I Puritani à Liège : deux voix derrière un voile
Créé en 1835, « I Puritani » est le dernier opéra de Vincenzo Bellini, bientôt emporté par une maladie fulgurante alors qu’il n’a que 34 ans. Après « Norma » et « La Sonnambula », c’est une œuvre de grande maturité lyrique et d’une incroyable exigence interprétative.
Le titre ne doit pas nous égarer : le contexte historique est bien celui du conflit qui opposa en Angleterre au XVIIe siècle les Puritains, partisans de Cromwell, aux Cavaliers, ceux des Stuart, mais il n’est là que pour huiler les rouages d’une mécanique dramatique. L’essentiel est ailleurs, dans une histoire d’amour réciproque et difficile à faire reconnaître (Elvira, fille de Puritain, aime le royaliste Arturo), de fidélité au risque de soi-même (celui-ci la quitte pour sauver Enrichetta, la veuve menacée du roi décapité), de sentiment de trahison et de la folie qui en résulte chez Elvira. D’immenses sentiments exacerbés. Ceux qui conviennent parfaitement aux déferlements lyriques. Et donc à la mise au défi du talent des interprètes. Et donc au bonheur des lyricophiles !
On considère que les rôles d’Elvira et d’Arturo sont parmi les plus difficiles du répertoire. Quand ils sont justement interprétés, ils sont de ces airs qui donnent la chair de poule et suscitent les ovations. Zuzana Marková (Elvira) et Lawrence Brownlee (Arturo) n’ont pas déçu les attentes : en toute virtuosité expressive, ils se sont joués des péripéties de leurs partitions, y ajoutant un engagement scénique qui a rendu leurs personnages absolument convaincants. Chair de poule et ovations !

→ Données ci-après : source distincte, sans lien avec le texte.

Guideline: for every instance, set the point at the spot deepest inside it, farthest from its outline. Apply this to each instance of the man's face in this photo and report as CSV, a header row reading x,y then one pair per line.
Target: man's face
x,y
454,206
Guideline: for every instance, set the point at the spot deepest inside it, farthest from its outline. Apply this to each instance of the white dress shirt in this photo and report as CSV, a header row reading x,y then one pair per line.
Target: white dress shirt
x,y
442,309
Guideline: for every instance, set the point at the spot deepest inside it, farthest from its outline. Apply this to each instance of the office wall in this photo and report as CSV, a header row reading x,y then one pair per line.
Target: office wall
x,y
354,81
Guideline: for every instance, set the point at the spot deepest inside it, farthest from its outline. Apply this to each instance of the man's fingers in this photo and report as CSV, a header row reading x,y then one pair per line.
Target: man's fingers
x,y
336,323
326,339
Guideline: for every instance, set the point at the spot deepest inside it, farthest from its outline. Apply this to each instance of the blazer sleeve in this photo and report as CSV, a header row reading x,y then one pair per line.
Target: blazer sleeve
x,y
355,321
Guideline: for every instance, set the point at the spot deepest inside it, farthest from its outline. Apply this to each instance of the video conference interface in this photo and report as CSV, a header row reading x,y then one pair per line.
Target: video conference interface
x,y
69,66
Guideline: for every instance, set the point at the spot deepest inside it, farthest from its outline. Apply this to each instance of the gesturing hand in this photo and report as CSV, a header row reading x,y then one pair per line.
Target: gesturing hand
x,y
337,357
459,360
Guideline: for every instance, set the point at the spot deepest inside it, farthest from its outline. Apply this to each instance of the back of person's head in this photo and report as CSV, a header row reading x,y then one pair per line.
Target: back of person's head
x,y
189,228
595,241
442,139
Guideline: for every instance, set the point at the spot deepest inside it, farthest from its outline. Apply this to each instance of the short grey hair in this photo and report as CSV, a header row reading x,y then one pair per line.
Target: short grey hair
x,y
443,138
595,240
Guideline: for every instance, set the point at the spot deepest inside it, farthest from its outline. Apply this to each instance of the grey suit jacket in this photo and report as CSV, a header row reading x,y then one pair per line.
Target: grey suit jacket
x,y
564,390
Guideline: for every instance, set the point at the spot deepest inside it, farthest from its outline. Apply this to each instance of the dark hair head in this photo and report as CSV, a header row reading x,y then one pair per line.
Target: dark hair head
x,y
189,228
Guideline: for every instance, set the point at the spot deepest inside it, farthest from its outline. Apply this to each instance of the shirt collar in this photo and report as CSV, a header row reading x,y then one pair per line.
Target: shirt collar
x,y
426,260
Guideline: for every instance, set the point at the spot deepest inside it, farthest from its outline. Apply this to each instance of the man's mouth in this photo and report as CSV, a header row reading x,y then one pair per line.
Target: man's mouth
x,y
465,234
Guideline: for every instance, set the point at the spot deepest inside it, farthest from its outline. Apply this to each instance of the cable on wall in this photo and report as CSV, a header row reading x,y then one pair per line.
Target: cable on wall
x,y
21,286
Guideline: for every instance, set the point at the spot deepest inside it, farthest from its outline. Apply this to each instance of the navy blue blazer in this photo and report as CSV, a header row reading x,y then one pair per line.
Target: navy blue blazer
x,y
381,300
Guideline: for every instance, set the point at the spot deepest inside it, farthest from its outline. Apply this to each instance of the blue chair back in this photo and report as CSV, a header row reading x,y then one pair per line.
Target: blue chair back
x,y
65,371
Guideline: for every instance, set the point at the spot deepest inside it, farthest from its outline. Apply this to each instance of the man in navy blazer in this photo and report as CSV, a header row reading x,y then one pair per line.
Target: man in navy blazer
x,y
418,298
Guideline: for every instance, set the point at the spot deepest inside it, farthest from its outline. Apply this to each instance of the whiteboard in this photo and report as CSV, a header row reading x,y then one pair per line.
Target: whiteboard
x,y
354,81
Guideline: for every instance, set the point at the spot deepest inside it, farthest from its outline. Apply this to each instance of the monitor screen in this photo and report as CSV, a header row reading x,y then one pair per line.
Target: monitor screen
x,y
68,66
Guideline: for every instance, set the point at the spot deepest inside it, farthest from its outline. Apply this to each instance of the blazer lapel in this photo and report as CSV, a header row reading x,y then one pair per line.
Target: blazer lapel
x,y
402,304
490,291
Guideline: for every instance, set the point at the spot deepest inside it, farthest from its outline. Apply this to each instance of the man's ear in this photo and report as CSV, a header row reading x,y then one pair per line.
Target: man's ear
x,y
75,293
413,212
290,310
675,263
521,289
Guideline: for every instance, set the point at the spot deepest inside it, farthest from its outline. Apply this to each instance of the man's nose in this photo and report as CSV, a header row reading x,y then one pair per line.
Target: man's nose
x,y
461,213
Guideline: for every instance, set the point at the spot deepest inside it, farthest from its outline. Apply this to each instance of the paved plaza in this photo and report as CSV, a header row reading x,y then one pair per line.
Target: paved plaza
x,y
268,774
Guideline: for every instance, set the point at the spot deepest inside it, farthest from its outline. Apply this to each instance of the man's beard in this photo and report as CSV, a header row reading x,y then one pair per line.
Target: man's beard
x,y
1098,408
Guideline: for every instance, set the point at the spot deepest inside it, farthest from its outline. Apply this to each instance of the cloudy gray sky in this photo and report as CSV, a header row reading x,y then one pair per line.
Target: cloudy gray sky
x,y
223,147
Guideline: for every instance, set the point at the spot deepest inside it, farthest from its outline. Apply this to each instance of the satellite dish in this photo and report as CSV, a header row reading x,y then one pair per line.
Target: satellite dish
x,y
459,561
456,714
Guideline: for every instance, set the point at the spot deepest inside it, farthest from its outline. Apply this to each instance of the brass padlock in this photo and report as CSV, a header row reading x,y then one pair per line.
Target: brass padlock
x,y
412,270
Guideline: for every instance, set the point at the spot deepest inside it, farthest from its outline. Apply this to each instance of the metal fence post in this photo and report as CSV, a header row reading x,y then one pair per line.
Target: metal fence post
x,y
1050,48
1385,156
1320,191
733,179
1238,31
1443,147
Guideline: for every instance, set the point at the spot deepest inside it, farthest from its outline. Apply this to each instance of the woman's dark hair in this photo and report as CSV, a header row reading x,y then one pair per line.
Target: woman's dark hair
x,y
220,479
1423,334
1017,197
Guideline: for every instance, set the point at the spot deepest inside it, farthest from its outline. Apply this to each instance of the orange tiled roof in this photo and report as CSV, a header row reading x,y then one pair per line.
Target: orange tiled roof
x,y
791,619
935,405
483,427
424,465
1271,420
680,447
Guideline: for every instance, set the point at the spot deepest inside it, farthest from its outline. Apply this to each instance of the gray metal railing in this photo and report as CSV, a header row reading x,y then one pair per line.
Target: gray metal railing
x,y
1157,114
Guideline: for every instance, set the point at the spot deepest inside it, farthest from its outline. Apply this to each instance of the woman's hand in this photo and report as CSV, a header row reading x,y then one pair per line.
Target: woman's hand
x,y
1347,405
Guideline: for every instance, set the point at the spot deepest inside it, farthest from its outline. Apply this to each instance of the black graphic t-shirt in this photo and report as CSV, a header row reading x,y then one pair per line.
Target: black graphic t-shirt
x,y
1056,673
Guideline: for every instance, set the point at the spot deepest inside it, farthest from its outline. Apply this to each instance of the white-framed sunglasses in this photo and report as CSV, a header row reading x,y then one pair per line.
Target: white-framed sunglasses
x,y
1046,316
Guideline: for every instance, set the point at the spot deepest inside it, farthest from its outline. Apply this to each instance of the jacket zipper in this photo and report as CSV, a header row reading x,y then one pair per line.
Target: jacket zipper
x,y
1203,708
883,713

Pour cet opéra, on va aussi jusqu’à parler du « Quatuor des Puritains » dans la mesure où les deux autres rôles masculins principaux – ceux du rival amoureux Riccardo et de l’oncle Sir Giorgio – sont également périlleux. L’autre soir, Mario Cassi et Luca Dall’Amico ne les ont pas transcendés.

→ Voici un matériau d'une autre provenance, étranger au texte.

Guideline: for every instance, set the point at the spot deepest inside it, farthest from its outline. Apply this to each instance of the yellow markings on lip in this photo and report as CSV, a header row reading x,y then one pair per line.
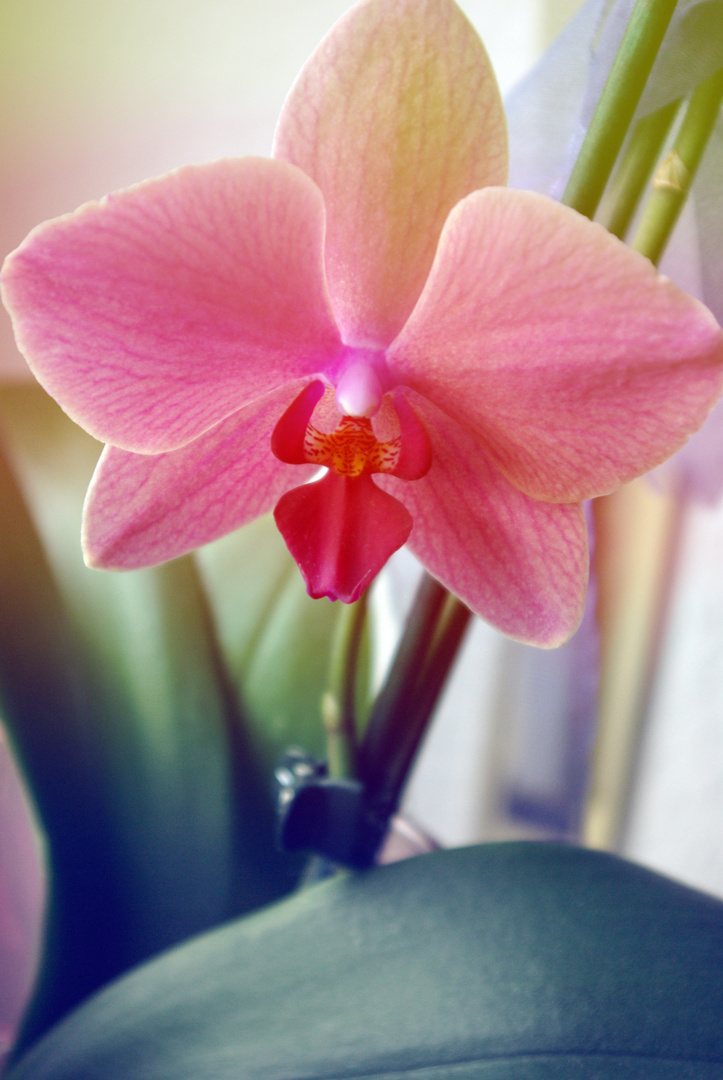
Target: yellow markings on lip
x,y
351,449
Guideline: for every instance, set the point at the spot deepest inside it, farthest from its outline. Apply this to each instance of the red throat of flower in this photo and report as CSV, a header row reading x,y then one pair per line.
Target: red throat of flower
x,y
343,528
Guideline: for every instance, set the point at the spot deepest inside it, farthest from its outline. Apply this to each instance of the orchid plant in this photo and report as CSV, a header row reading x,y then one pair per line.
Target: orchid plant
x,y
469,363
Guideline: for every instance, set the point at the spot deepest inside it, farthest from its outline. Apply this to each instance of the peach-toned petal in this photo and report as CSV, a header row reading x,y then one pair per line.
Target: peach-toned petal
x,y
397,116
158,311
145,509
520,564
573,361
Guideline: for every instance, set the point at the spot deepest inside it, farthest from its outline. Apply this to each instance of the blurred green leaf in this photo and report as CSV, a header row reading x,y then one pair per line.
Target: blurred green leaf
x,y
277,643
156,806
511,961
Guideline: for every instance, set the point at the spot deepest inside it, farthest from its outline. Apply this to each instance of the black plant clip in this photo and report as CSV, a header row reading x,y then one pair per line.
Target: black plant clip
x,y
329,818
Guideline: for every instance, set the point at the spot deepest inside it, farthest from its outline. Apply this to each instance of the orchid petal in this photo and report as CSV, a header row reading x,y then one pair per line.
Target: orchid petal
x,y
520,564
415,455
397,116
145,509
290,432
342,530
159,311
571,359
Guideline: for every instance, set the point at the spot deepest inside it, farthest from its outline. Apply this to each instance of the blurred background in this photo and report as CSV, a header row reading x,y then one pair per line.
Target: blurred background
x,y
616,740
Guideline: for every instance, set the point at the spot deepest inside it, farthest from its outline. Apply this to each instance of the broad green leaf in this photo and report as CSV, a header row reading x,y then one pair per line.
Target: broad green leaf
x,y
511,961
158,818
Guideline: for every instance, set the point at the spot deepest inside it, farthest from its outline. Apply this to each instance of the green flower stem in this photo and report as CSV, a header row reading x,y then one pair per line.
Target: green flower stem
x,y
338,702
450,631
674,176
634,170
390,714
617,104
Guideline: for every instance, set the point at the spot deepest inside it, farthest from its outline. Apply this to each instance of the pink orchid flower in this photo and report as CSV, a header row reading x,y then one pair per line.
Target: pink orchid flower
x,y
468,362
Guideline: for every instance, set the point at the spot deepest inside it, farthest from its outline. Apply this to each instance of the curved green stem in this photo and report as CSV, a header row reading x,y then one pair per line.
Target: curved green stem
x,y
634,170
338,703
617,104
674,176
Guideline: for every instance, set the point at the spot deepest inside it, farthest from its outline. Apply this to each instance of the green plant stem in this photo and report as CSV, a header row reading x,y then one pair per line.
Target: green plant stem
x,y
338,702
617,104
634,169
674,176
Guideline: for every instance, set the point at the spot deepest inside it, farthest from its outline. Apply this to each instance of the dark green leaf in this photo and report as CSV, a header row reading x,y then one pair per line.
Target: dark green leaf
x,y
511,961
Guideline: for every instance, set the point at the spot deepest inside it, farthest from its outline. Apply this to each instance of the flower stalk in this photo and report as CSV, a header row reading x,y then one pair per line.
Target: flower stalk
x,y
677,172
634,169
617,104
338,703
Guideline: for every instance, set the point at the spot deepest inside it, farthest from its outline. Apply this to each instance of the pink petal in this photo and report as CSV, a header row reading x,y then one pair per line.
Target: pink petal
x,y
574,362
520,564
162,309
340,530
415,457
290,431
142,510
397,116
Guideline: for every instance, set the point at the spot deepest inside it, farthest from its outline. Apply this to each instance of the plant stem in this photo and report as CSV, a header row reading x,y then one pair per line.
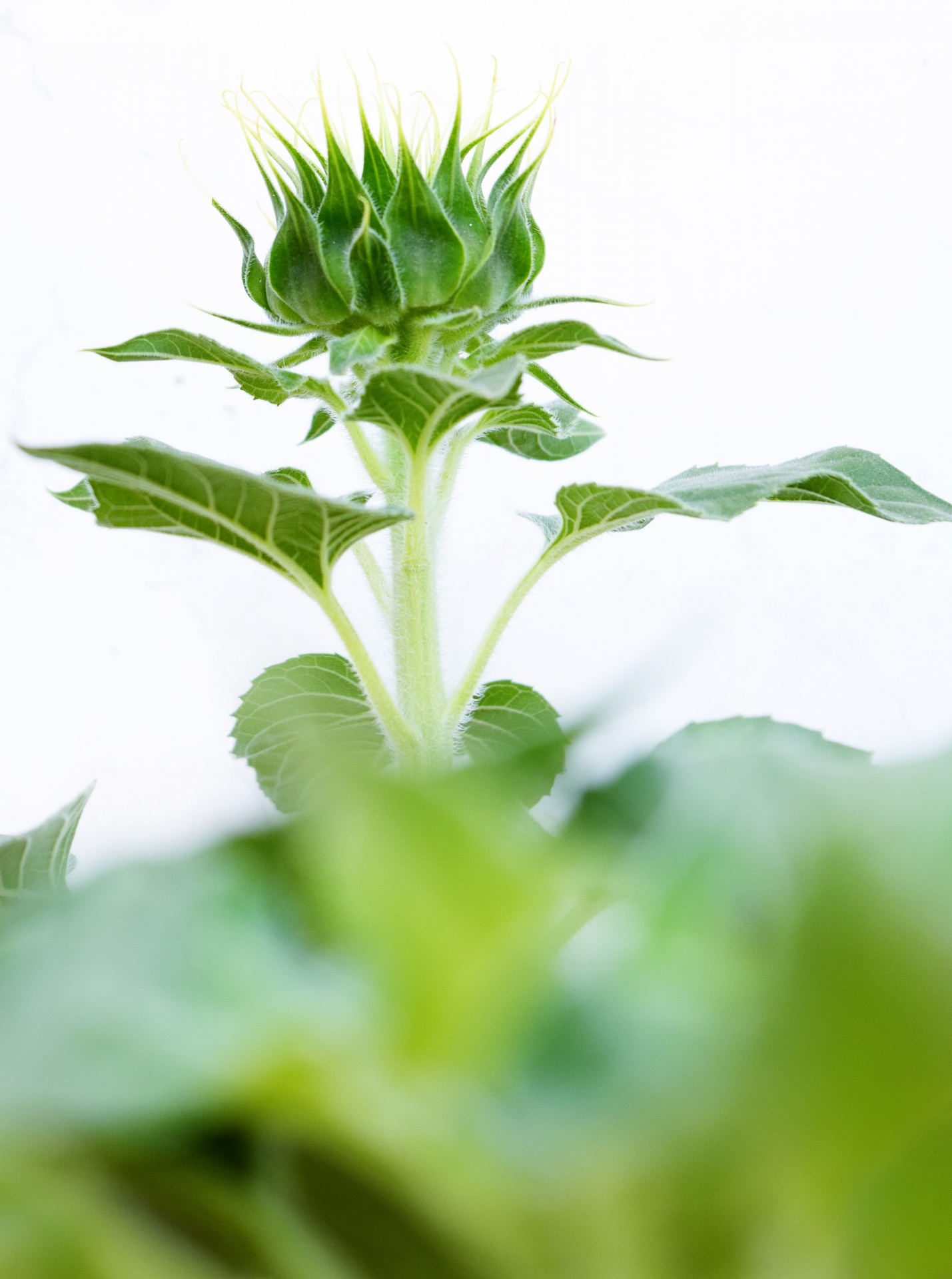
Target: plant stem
x,y
397,728
460,700
415,622
375,576
369,456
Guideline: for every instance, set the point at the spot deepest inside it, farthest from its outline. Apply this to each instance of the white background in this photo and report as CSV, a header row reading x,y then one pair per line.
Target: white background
x,y
773,177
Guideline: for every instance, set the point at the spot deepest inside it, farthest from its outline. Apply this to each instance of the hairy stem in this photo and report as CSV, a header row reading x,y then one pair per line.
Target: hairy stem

Quant à la mise en scène, elle m’a laissé plutôt perplexe : Vincent Boussard installe tout ce beau monde sur une sorte de place entourée d’un grand bâtiment à deux étages de galeries (idéales pour y installer le chœur imposant). On accède par des échelles à son premier étage : les deux héros - sans peur de glisser - s’y mettront en vue. Mais pourquoi avoir si longtemps séparé le plateau de la salle par un grand voile (oui, nécessaire à quelques projections, mais celles-ci – gouttes de pluie, papillon, éruption volcanique - sont-elles vraiment nécessaires) ? Pourquoi aussi ce piano, sur lequel vient s’étendre Elvira, et dont le couvercle monte aux cintres (des collègues m’ont dit reconnaître celui déjà utilisé par Boussard dans un « Pêcheurs de Perles » à Strasbourg) ? Il distrait plutôt que de focaliser l’intérêt. La mis en espace des interprètes est statique. Il y a aussi un personnage muet, une sorte d’agent du destin, qui va çà et là, ponctuant les évolutions de l’action. Impression de déjà vu, d’autant qu’on peut s’interroger sur son impact réel. Lui aussi distrait. Quant aux mises en perspective ou en abîme : images de la tombe de Bellini durant l’ouverture, saluts des interprètes en réponse aux applaudissements du chœur, nous n’en avons pas bien saisi la pertinence dramaturgique. Dans ces cas-là, on souligne que les costumes sont de Christian Lacroix : belles robes en effet pour Elvira et les choristes, quant aux redingotes et chapeaux hauts des autres, ils sont bien ajustés…
Speranza Scappucci, qui propose la version intégrale de l’opéra, manifeste de nouveau son aisance à rendre justice, en toute sérénité, à une partition qu’elle a manifestement interrogée.
Je n’oublierai pas la scène des retrouvailles des deux amants à l’acte III.